The dual basis is defined by the fact that $\phi^j(f_i)=\delta_i^j$. So we use this new expression for $f_i$ to write $\phi^j(t_i^ke_k)=t_i^k\phi^j(e_k)=\delta_i^j$. That is, $\phi^j(e_k)$ must be the inverse matrix to $t_i^k$, which we’ll write as $\left(t^{-1}\right)_k^j$. But now we can check

$\left[\left(t^{-1}\right)_i^j\epsilon^i\right](e_k)=\left(t^{-1}\right)_i^j\delta_k^i=\left(t^{-1}\right)_k^j$

And so we find that $\phi^i=\left(t^{-1}\right)_j^i\epsilon^j$ when we change bases.

Now we can use the same definition for $\eta$ above with our new basis. We set $\eta(1)=\phi^i\otimes f_i$, and then substitute our expressions in terms of the old bases:

$\eta(1)=\left(t^{-1}\right)_j^i\epsilon^j\otimes t_i^ke_k=\left(t^{-1}\right)_j^it_i^k\left(\epsilon^j\otimes e_k\right)=\delta_j^k\left(\epsilon^j\otimes e_k\right)=\epsilon^k\otimes e_k$

which is what we got before. That is, this map actually doesn’t depend on the basis we chose!

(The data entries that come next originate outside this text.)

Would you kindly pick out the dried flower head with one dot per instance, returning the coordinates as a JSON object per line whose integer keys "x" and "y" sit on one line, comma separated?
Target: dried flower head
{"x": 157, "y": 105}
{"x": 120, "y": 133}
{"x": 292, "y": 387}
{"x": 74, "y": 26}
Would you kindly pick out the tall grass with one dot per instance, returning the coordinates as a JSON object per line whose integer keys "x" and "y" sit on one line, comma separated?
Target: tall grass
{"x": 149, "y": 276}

Okay, now does this coevaluation — along with the evaluation map from before — actually satisfy the conditions for a duality? First, let’s start with a vector written out in terms of a basis: $v=v^ie_i$. Now we use the coevaluation to send it to $v^ie_i\otimes\epsilon^j\otimes e_j$. Next we evaluate on the first two tensorands to find $v^i\delta_i^je_j=v^je_j$. So we do indeed have the identity here. Verifying the other condition is almost the same, starting from an arbitrary covector $\lambda=\lambda_i\epsilon^i$.

So now we know that the category $\mathbf{FinVect}(\mathbb{F})$ has duals. Tomorrow we can promote this to a duality on the category of finite-dimensional representations of a Hopf algebra.

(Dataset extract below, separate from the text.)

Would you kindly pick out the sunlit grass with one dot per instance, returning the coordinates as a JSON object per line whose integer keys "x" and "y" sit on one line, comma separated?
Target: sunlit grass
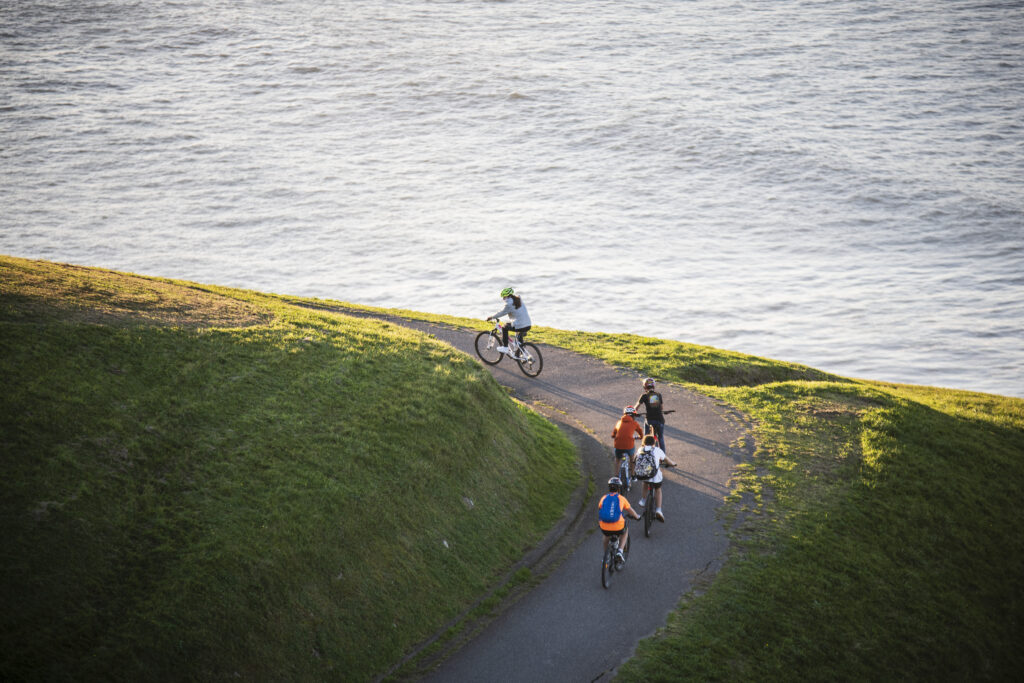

November 13, 2008 Posted by | Algebra, Linear Algebra | 2 Comments

## Representations of Hopf Algebras I

We’ve seen that the category of representations of a bialgebra is monoidal. What do we get for Hopf algebras? What does an antipode buy us? Duals! At least when we restrict to finite-dimensional representations.

Again, we base things on the underlying category of vector spaces. Given a representation $\rho:H\rightarrow\hom_\mathbb{F}(V,V)$, we want to find a representation $\rho^*:H\rightarrow\hom_\mathbb{F}(V^*,V^*)$. And it should commute with the natural transformations which make up the dual structure.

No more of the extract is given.